Malgré l'énorme contribution qu'ils apportent à l'économie chinoise, les employés du secteur de la livraison endurent encore de longues heures de travail, des salaires bas et une sécurité de l'emploi précaire.

Chaudement enveloppé dans des jambières en cuir, des gants et une chapka russe avec des cache-oreilles, Yang Lei semblait bien équipé pour survivre à l'hiver dans son travail de coursier à Beijing.

Il travaille sept jours par semaine, mais son salaire mensuel d'environ 5 000 Yuans (723 Dollars US) -la moyenne pour les coursiers- est plutôt maigre compte tenu des heures qu'il fait pour son employeur, Tiantian Express, et la contribution des coursiers à l'économie nationale.

Sa femme enceinte vit dans une banlieue en périphérie de Beijing, mais Yang est généralement trop fatigué pour passer plus de deux heures en métro et bus pour rentrer chez eux après son travail, alors il dort souvent dans un appartement du centre-ville qu'un agent local a loué pour l'utiliser comme bureau.

Lorsque Beijing a émis une alerte rouge à la pollution de l'air, l'avertissement de plus haut niveau, cet homme de 30 ans, comme la plupart de ses pairs, n'a pas jugé utile de porter un masque, même s'il devait rouler sur son tricycle électrique pendant plus de 10 heures par jour, exposé à des particules fines qui peuvent être nocives pour la santé humaine.

La situation de Yang illustre les conditions difficiles endurées par les coursiers en Chine. Selon un rapport publié par l'Université Jiaotong de Beijing, AliResearch -la branche recherche du géant chinois du commerce en ligne Alibaba Group et Cainiao Network -la division logistique d'Alibaba- environ 2 millions de coursiers sont employés par les seules entreprises de livraison, mais leur nombre augmente si ceux qui sont directement employés par les plates-formes de commerce en ligne sont également inclus.

Un secteur en plein essor

En 2015, la valeur des ventes au détail en ligne en Chine a atteint 3 880 milliards de Yuans, tandis que le PIB de la Chine se situait à plus de 67 670 milliards de Yuans. Selon le rapport, environ 413 millions d'acheteurs en ligne ont reçu chacun une moyenne de 40 colis.
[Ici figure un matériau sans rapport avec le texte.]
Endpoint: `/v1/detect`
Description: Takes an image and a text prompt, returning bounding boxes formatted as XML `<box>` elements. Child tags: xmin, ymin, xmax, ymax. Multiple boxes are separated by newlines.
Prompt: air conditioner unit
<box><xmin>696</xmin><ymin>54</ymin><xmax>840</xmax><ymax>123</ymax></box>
Dans le même temps, la contribution des coursiers à l'économie continue d'augmenter. Dans un entretien accordé à l'agence de presse Xinhua, Ma Junsheng, directeur du Bureau d'Etat des postes, a déclaré que 31,3 milliards de colis ont été livrés l'an dernier, et que le secteur du commerce en ligne a généré des recettes de 400 milliards de Yuans, contre environ 30 milliards de Yuans en 2006. Ma Junsheng appelle ce secteur le « cheval noir » de l'économie chinoise.

Yang travaille comme coursier depuis deux ans et demi. « Livrer un total de 300 à 400 colis par jour est chose commune pour mes deux collègues et moi », dit-il. Les longues journées passées à lutter contre le vent et la saleté des rues de la capitale ont laissé sa peau noircie et piquée, le faisant paraître plus vieux que son âge.

Plus de 4 500 succursales de sociétés de livraison express à l'échelle nationale ont été passées en revue pour le rapport, qui a montré que 80% des employés des succursales interrogées travaillent plus de huit heures par jour, même si ce chiffre peut monter à plus de 12 heures pendant les périodes les plus chargées. Plus de la moitié des succursales ont également dit qu'elles payaient leurs employés de 2 000 à 6 000 Yuans par mois.

Le travail de Yang est aussi financièrement risqué parce que les coursiers doivent parfois indemniser les destinataires de la perte de leurs colis, même si la perte n'est pas de leur faute. Ainsi, dans un cas, Yang a remis un colis contenant des objets de valeur à des collègues d'une autre succursale, mais le colis a ensuite disparu. Cependant, quand Yang a appelé la succursale en question et a expliqué le problème, les employés ont refusé de lui parler. L'expéditeur a demandé à Yang de l'indemniser à hauteur de 3 000 Yuans, qu'il a été contraint de payer de sa propre poche.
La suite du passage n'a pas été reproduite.